I think Sia's method would prove to be extremely reliable, but again, it depends on the hosters. If the largest single hoster owns less than a third of the capacity of the network, even if they suddenly go offline, you should be able to recover your file since you rely only on a third of the 30 hosts who hold your file to be online.

Also, I think that the number of pieces you need to recover a file can be tuned, so if 33% would prove to not be reliable enough, Sia/Filecoin can tune it down to increase reliability.


I haven't had a chance to dig into this paper yet, but for a similar system Swarm [0], there is a system of insurance and escrow on file chunks, and a system of verifying the hash of piece of the file to see if they still have its contents.

[0] http://swarm-gateways.net/bzz:/theswarm.eth/


The file is encrypted locally before uploading to the network.
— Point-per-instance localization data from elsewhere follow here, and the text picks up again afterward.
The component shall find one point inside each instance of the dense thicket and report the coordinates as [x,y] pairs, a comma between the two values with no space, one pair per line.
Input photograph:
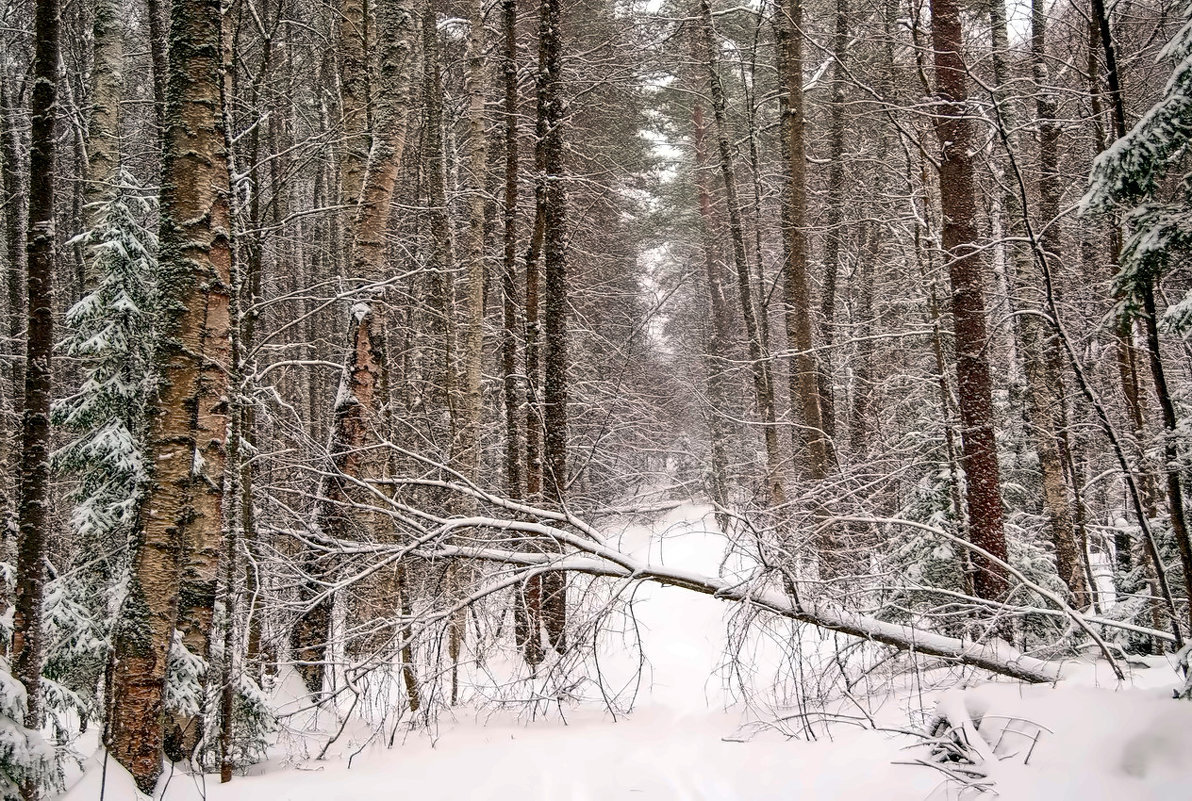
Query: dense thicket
[361,317]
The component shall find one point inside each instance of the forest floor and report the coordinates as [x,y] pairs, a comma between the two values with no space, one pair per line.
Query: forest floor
[687,738]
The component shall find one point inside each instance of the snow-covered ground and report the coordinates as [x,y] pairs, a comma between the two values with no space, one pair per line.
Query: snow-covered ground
[1097,740]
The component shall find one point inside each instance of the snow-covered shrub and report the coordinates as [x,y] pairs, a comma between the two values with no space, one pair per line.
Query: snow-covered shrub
[25,756]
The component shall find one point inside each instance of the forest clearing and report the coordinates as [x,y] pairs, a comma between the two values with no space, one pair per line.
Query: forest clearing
[595,398]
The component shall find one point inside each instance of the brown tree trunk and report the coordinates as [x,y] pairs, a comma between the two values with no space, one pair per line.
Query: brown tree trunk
[13,203]
[33,470]
[355,415]
[1047,384]
[718,331]
[159,57]
[812,436]
[104,123]
[554,299]
[836,227]
[175,565]
[509,260]
[966,268]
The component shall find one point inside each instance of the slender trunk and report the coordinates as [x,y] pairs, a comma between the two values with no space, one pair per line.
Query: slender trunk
[33,519]
[355,415]
[811,435]
[177,562]
[14,271]
[836,200]
[355,105]
[159,57]
[718,331]
[1149,322]
[442,395]
[509,260]
[104,122]
[554,299]
[761,366]
[966,268]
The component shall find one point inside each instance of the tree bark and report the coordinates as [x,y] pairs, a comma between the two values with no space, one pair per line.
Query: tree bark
[759,359]
[718,331]
[177,560]
[33,470]
[355,414]
[554,298]
[966,269]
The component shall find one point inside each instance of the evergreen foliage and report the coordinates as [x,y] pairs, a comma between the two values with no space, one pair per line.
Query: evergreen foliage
[25,756]
[1148,175]
[111,330]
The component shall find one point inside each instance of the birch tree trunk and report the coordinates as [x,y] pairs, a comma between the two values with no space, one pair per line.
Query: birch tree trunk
[175,565]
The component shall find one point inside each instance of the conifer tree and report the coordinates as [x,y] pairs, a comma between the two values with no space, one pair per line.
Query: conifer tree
[1147,174]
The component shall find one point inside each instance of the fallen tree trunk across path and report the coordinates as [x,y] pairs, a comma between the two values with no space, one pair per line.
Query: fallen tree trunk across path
[995,657]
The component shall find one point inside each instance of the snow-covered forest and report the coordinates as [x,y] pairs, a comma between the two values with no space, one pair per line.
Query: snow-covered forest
[596,398]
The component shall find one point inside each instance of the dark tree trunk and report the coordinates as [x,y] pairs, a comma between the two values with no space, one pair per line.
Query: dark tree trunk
[966,268]
[761,367]
[33,495]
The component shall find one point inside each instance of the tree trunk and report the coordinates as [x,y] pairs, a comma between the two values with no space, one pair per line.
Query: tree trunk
[718,331]
[761,366]
[509,260]
[966,269]
[554,299]
[33,491]
[175,565]
[355,415]
[104,123]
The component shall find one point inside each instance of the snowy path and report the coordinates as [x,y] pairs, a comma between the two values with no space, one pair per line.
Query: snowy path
[674,746]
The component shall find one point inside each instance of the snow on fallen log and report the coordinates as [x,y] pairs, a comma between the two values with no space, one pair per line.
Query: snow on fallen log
[598,559]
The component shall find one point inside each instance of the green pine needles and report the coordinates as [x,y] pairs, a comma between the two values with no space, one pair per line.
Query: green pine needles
[1148,175]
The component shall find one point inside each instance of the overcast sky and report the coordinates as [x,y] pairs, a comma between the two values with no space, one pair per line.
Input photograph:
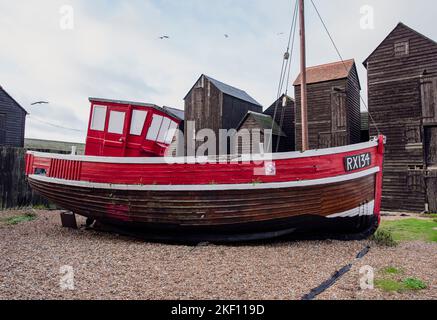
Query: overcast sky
[114,50]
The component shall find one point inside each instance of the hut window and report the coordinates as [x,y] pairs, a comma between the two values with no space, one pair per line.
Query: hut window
[98,118]
[116,122]
[154,128]
[2,128]
[402,48]
[137,123]
[412,134]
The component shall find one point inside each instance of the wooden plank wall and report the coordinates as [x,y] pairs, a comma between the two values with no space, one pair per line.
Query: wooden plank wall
[14,119]
[395,102]
[319,113]
[14,189]
[286,114]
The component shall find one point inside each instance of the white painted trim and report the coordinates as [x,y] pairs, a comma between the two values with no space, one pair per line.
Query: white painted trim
[219,187]
[365,210]
[203,160]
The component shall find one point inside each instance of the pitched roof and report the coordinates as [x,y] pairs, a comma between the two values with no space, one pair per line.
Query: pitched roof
[327,72]
[229,90]
[15,101]
[265,122]
[399,25]
[177,112]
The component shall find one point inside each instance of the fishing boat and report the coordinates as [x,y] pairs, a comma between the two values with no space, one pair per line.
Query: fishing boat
[330,191]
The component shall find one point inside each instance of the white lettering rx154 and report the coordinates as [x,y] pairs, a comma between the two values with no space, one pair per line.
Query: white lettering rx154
[220,310]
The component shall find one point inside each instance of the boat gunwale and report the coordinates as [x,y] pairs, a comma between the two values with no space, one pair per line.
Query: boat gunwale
[208,187]
[208,160]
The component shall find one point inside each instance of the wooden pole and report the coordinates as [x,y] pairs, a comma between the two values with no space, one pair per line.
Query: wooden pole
[303,87]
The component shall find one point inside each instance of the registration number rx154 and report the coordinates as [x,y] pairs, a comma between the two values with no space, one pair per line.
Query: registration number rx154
[357,162]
Then the file is sharded, and the shards are replicated among the nodes. Once a shard falls below a certain replication threshold, it will get copied to a new node.

There are other schemes that don't require a copy of each shard, allowing you to reconstruct the file if any subset of the nodes is online.


> allowing you to reconstruct the file if any subset of the nodes is online.

Any subset? Surely there's some minimum number of nodes (>1) that need to be online. Unless each node has a complete copy.


Presumably your data is duplicated to the point that all nodes containing any particular piece of data are very unlikely to be offline at a given time.


They are most likely encrypted with your public key, no?